As I write in the piece, her critics dismiss her out of hand for a number of obvious reasons, especially for her abrupt decision two years ago to quit her governorship. But in her brief tenure as governor, Palin was strikingly effective on the issue that matters most in Alaska, its oil and gas politics. Through sheer force of will (and a willingness to cooperate with Democrats), she managed to solve, at least for a time, the problem that lay at the heart of Alaska's politics for a generation: how to break the oil companies' grip on the state and capture a fair share of their profits for Alaskans. Palin's major achievement was winning an oil tax that did just that and was called Alaska's Clear and Equitable Share (ACES). While reporting the piece, I came to think of it as her "secret" success because, while there is nothing hidden about it, no one, including Palin herself that I can see, pays it any mind -- even though it has helped bring Alaska a $12 billion budget surplus, an achievement most presidential hopefuls would brag about incessantly (and justifiably). From the piece:
What [Palin] signed into law went well beyond her original proposal: ACES imposes a higher base tax rate than its predecessor on oil profits. But the really significant part has been that the tax rate rises much sooner and more steeply as oil prices climb--the part Democrats pushed for. The tax is assessed monthly, rather than annually, to better capture price spikes, of which there have been many. ACES also makes it harder for companies to claim tax credits for cleaning up spills caused by their own negligence, as some had done under the old regime.

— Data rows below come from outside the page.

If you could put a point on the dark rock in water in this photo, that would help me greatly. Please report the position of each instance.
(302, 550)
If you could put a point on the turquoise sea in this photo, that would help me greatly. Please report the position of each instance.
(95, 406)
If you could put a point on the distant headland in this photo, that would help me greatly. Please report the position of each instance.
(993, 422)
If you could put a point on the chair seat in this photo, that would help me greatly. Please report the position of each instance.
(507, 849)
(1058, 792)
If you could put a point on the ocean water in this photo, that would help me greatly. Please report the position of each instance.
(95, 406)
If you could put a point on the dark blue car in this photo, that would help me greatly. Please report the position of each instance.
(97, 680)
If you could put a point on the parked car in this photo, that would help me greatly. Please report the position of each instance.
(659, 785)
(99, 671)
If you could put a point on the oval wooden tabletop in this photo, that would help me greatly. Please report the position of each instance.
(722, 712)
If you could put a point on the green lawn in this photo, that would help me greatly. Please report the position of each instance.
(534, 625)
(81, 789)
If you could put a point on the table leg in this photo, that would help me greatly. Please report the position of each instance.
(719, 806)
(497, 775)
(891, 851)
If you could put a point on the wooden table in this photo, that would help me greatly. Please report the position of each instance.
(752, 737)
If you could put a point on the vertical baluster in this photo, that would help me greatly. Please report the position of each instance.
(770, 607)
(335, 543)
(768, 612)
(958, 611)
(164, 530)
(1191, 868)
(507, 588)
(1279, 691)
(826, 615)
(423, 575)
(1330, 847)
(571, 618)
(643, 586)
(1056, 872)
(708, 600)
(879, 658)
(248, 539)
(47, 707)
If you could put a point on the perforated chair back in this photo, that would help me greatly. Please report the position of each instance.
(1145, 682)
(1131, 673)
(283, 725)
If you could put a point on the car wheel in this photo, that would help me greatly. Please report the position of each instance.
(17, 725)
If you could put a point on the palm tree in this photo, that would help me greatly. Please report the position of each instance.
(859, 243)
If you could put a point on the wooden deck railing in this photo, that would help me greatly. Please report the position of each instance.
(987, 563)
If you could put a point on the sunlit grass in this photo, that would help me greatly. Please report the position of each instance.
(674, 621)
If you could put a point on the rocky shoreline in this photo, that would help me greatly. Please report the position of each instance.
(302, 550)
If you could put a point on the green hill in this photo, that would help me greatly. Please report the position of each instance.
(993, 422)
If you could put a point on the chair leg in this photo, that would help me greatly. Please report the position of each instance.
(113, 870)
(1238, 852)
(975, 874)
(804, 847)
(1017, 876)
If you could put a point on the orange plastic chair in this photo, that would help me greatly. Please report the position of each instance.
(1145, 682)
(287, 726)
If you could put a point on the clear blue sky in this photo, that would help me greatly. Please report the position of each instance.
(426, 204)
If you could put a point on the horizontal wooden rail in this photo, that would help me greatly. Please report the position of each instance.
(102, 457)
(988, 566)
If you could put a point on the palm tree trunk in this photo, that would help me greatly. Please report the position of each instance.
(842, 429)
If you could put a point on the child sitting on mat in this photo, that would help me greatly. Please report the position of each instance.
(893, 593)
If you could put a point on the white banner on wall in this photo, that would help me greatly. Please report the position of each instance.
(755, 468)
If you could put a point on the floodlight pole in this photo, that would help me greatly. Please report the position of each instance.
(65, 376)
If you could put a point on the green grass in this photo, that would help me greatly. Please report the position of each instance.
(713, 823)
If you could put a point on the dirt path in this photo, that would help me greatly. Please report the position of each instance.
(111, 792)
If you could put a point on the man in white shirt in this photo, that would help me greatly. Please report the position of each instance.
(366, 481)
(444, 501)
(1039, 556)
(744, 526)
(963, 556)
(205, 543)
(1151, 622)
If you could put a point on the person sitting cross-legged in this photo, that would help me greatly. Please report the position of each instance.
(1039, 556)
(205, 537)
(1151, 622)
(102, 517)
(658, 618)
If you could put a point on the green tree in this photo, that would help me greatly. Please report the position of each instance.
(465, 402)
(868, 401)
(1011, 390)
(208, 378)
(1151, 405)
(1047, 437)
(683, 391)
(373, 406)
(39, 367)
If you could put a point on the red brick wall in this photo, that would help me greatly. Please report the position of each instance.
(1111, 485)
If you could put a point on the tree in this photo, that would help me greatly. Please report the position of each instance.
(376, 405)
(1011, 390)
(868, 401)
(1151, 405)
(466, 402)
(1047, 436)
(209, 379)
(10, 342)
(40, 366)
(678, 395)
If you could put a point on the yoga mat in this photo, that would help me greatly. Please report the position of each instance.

Four years later, Palin's gas line hasn't gotten going, but it's not really her fault. Plunging natural-gas prices have made the project uneconomical. Her oil tax is a different story: though designed to capture more revenue under most scenarios, ACES has raised a lot more money than almost anyone imagined. That's largely because of high oil prices. But it also shows that the law is working. ConocoPhillips, BP, and ExxonMobil have reported record profits--so it's fitting that, in a sense, Alaska has, too. It's no exaggeration to say that ACES has made the state one of the fiscally strongest in the union. Flush with cash, Alaska produced large capital budgets that blunted the effects of the recession. Moody's just upped the state's bond rating to AAA for the first time. While other states reel under staggering deficits, budget cuts, and protests, Alaska has built up a $12 billion surplus, most of it attributable to Palin's tax. Galvin estimates that it has raised $8 billion more than Murkowski's tax would have. But given the corruption that plagued the PPT, a better benchmark might be the tax it supplanted--the one put on the books after the Exxon Valdez spill. By that measure, Palin's major achievement has probably meant the difference between a $12 billion surplus and a deficit.